Нескольких вопросов Франчотто оказалось достаточно. Оруженосец рассказал то, чего бы я хотел никогда в жизни не слышать. Вот что я узнал. Встретив в Капуе сильнейшее сопротивление гарнизона, французы взяли город приступом и предали его грабежу. Хозяин оруженосца, Клаудио Граяно д'Асти (так он его назвал), ворвался с несколькими солдатами в дом графа ди Монреале, который не мог защищаться, так как был ранен при осаде города. Граяно вошел в комнату, где лежал раненый; дочь графа бросилась перед ним на колени, умоляя пощадить отца и ее самое. Граяно был разъярен и, вероятно, питал недобрые намерения; но граф, с трудом приподнявшись на локте, сказал ему: "Пусть все, что только мне принадлежит на свете, станет вашим, и пусть моя дочь станет вашей супругой; но спасите ее честь от ваших солдат". И Джиневра, трепетавшая за жизнь своего отца и за себя, не могла воспротивиться. Два дня спустя граф умер.
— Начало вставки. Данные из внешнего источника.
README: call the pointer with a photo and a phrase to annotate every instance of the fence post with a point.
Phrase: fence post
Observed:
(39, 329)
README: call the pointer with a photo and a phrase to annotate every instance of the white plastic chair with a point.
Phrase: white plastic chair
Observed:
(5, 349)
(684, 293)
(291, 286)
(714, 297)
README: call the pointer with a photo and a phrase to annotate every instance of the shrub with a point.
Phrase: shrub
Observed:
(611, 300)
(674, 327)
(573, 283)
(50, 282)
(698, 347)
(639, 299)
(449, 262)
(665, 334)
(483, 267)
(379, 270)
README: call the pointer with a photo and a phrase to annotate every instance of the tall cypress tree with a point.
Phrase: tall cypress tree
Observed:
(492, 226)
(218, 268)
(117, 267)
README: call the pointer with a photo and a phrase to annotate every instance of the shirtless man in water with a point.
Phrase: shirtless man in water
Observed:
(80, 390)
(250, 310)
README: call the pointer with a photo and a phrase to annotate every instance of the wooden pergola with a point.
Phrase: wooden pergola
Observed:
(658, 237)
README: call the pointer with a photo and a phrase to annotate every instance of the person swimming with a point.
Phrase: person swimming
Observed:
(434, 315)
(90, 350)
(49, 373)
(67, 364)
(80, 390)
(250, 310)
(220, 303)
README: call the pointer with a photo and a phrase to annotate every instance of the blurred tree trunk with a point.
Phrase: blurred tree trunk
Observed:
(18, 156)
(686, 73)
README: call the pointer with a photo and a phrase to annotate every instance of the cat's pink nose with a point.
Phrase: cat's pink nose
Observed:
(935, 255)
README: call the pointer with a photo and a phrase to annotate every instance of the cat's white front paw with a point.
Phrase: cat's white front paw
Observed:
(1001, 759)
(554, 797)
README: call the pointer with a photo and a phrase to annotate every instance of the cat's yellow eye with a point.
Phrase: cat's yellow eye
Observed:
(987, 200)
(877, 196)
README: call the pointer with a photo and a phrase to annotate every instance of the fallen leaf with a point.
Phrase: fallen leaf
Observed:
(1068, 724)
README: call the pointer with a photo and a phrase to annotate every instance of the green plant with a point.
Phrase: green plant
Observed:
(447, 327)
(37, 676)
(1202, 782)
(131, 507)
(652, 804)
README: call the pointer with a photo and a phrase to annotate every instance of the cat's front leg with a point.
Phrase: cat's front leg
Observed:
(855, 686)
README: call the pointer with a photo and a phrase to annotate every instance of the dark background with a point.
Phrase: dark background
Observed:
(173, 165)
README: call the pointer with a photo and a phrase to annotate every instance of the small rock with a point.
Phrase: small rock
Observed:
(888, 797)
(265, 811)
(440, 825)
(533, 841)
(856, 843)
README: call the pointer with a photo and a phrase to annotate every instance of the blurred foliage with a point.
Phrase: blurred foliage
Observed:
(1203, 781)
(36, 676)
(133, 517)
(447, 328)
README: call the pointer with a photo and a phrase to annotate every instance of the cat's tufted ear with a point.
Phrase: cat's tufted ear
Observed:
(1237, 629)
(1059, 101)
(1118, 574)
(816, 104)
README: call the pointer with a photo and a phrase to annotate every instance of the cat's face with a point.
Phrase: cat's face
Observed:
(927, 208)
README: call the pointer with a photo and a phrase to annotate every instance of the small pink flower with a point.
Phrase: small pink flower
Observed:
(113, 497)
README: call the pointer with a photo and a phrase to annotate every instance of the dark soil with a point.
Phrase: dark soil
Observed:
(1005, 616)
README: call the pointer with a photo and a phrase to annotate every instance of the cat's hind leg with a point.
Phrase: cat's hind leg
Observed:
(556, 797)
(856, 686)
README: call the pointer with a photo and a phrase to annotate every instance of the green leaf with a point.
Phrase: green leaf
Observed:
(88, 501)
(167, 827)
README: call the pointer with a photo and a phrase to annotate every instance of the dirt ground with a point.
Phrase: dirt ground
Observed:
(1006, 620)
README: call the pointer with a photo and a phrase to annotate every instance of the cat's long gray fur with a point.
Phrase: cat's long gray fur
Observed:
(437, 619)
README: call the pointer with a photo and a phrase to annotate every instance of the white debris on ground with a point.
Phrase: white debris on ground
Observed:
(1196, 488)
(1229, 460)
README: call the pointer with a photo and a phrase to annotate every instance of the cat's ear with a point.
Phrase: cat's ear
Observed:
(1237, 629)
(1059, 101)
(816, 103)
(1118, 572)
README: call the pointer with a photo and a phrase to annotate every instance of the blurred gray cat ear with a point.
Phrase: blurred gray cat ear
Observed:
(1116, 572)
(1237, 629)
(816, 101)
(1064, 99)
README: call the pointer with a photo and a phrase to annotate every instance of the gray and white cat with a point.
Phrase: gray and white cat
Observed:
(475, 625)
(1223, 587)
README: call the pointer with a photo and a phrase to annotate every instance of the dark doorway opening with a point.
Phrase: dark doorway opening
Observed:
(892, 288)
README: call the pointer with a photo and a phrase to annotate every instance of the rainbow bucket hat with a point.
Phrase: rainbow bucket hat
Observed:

Я кусал себе руки при мысли о том, что если бы я был там, она не оказалась бы во власти злодея, но помочь делу было уже нельзя. Я вышел из таверны и всю ночь бродил по улицам как безумный; несколько раз я готов был покончить с собой. Только Божие милосердие спасло меня. Я испытывал такую боль, такую сердечную тоску, что словами не выразишь и тысячной ее доли: грудь мою сжимало как в тисках, каждую минуту мне казалось, что я задыхаюсь. Не в силах более выносить жизнь, полную таких мук и страданий, я составлял самые нелепые планы, принимал самые безумные решения. То я собирался убить мужа, то решал принять смерть каким-то необыкновенным образом, чтобы показать Джиневре, что я пошел на этот шаг из любви к ней, и мысль о том, что она будет оплакивать меня, служила мне утешением. Воображая то одно, то другое, я чуть не сошел с ума. Так продолжалось несколько дней. Однажды вечером я решил попытать счастья. Завернувшись в плащ, закрыв лицо и надвинув капюшон на самые глаза, я подошел к двери дома, где жила Джиневра, и постучался. В окошке показалась служанка и спросила, что мне нужно.

- Скажите мадонне, - ответил я, - что человек, приехавший из Неаполя, хочет с ней поговорить и передать ей привет от родных.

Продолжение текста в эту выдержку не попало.